Assim, longe de ser um filme sobre a crise económica que se faz sentir um pouco por todo o mundo mas com especial impacto em pequenas comunidades locais que vivem quase exclusivamente de uma área ou indiústria característica e que, com as privações que estão inerentes à situação actual encontram-se de um momento para o outro privadas da sua própria subsistência e, como tal da sua sobrevivência, este filme é um retrato de um mundo em súbita transformação onde o principal é sobreviver com um mínimo de dignidade e principalmente sem esquecer os pequenos traços característicos que definem uma identidade, um meio e um local que defina um sentimento de pertença.
Matt Damon às mãos de Van Sant volta a entregar uma sentida e genuína interpretação à semelhança do que há largos anos fez em O Bom Rebelde, e com isso afastar-se da imagem do menino bonito e rebelde que em tempos foi através de um desempenho forte, sentimental e em conflito interior pela descoberta do seu "eu", num dos melhores trabalhos que apresenta em anos. E enquanto Frances McDormand se apresenta aqui como o elemento mais cómico e desbloqueador de alguma tensão, John Krasinski é o elemento surpresa de todo este filme ao interpretar um homem preocupado com os conflitos ambientais e de saúde quea exploração da multinacional poderá provocar naquele meio mas que afinal... não é assim tão preocupado.
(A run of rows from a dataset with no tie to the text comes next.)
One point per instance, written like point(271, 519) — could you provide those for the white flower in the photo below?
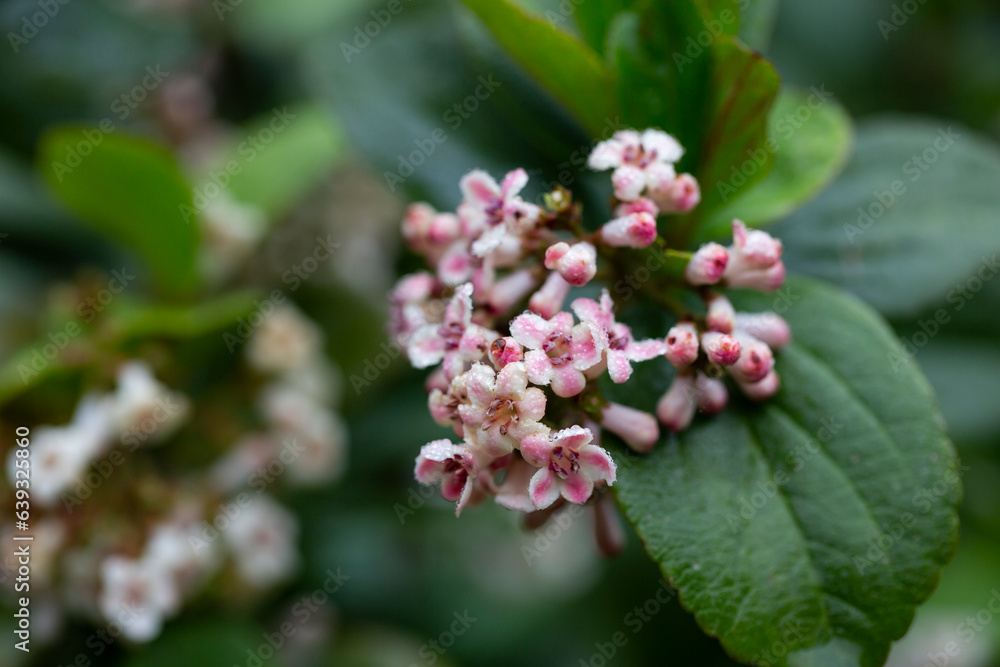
point(144, 409)
point(262, 539)
point(286, 340)
point(58, 455)
point(138, 594)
Sexo, cru e irónico esta é desde Um Lugar para Viver, a sua melhor interpretação à data.
De destacar a presença marcante de um sempre vigoroso Hal Holbrook e de uma Rosemarie DeWitt que se assume como o último elo de uma ligação possível à verdadeira essência que cada um pode ter para com a sua própria Humanidade e ao espaço que o caracteriza.
Um filme de Gus Van Sant diferente do habitual mas que através da sua extraordinária, intimista e minimalista banda-sonora da autoria de Danny Elfman e de uma magnífica e sóbria fotografia de Linus Sandgren que tanto nos transforma o espaço em algo frio e distante como, em segundos, nos transporta para as recordações daquele lugar onde passámos a nossa infância e que ficou para sempre gravado nas nossas memórias tendo assim criado no nosso subconsciente um lugar de pertença e marcado a nossa própria identidade que é, afinal, aquilo de que esta Terra Prometida pretende recordar.